Upgrading Turning Stone’s Central Utility Plant
In 2019, the Nation completed an upgrade to its Central Utility Plant (CUP), which runs on natural gas and supplies energy to the Turning Stone campus. This state-of-the-art generator captures unused heat and steam and recycles it to generate steam energy, which provides clean power throughout the entire resort. It is designed to provide more than two-thirds of the electric, heating and cooling needs of the resort, reduce demands on the region’s power grid and increase the reliability of the power supply for the resort.
Clean the World
The Oneida Indian Nation works closely with the nonprofit Clean the World, whose innovative waste-reduction program enables hotels to recycle leftover soaps and shampoos. These products are then distributed to impoverished communities around the world, helping to prevent millions of hygiene-related illnesses and deaths every year.
The Nation’s program with Clean the World has collected more than 36,600 pounds of used hygiene products, which have then been recycled to create more than 195,000 bars of soap for communities in need.
Wáhtaʼ Maple Farm
The Oneida Indian Nation’s newest business enterprise, Wáhta’ Maple Farm, is located on Oneida Indian Nation lands and will create premium-grade, certified-organic syrup in a variety of flavor profiles with a sustainable approach to sugaring that minimizes environmental impact. It will also seek to expand understanding of the rich cultural and historical value of maple trees and sap among the Oneida people.

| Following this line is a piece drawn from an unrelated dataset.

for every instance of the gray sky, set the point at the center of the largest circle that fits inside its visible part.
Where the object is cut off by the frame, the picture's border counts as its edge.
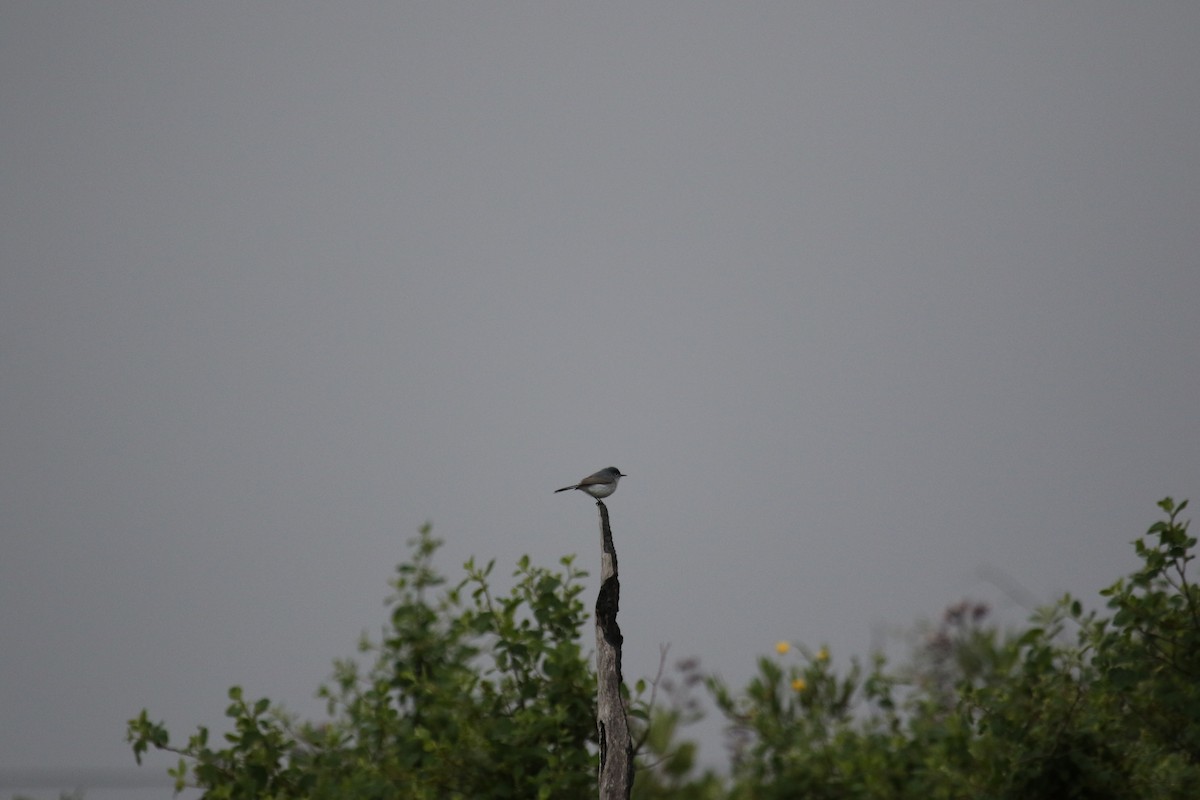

Wáhta’ Maple Farm will create a traceable product that is grown, processed, and produced on the Nation’s ancestral homelands using small-batch production methods to achieve the highest standard of quality. To support this new enterprise, the Nation will expand its existing maple stock by planting hundreds of new trees on its ancestral homelands.

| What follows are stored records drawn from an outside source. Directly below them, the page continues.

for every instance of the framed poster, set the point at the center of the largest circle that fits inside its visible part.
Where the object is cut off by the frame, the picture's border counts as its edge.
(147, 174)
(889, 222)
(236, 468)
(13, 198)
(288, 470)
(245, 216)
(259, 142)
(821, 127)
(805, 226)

Other environmental initiatives include:
Recycling More Than Just Bottles and Cans
Turning Stone recycles an average of 310 pounds of shredded paper every day, and recycles more than 20,000 gallons a year of fat from restaurant fryer oil to produce biofuel. The culinary team now sources select products that are in recyclable plastic pouches rather than large unrecyclable steel cans. Because of the Nation’s comprehensive recycling program, nearly 25,000 pounds of linens, more than 900,000 plastic and glass bottles, and 57 tons of paper are kept out of landfills every year. The Nation also no longer distributes plastic straws, unless requested by guests, saving the plastic from landfills.
Water-Based Cleaning Solutions
The Nation recently began working with Orbio Technologies to introduce water-based solutions to clean all public areas throughout Turning Stone. This technology enables cleaning equipment to achieve quality results while eliminating the hazards and environmental footprint of chemical cleaning products.
Eco-Friendly Golf Courses
Turning Stone’s Shenendoah, Kaluhyat and Atunyote golf courses are officially certified Signature Sanctuaries by Audubon International for demonstrating continued commitment to the environment. These courses meet extensive standards for protecting water quality and conserving natural resources and were designed to safeguard existing wetlands, native plant life and animal habitats.
The Oneida Indian Nation uses water from its drainage systems and reclaimed city water to irrigate Turning Stone’s award-winning grounds and golf courses.
Reducing the Impact of Invasive Species
During the summer of 2019, the Nation conducted activities to reduce the presence and impact of two types of aquatic invasive species located on Nation lands within the Great Lakes Basin. These activities consisted of physical removal of water chestnut from Oneida Indian Nation marina locations at Oneida Lake and the destruction of giant hogweed along Sconondoa Creek.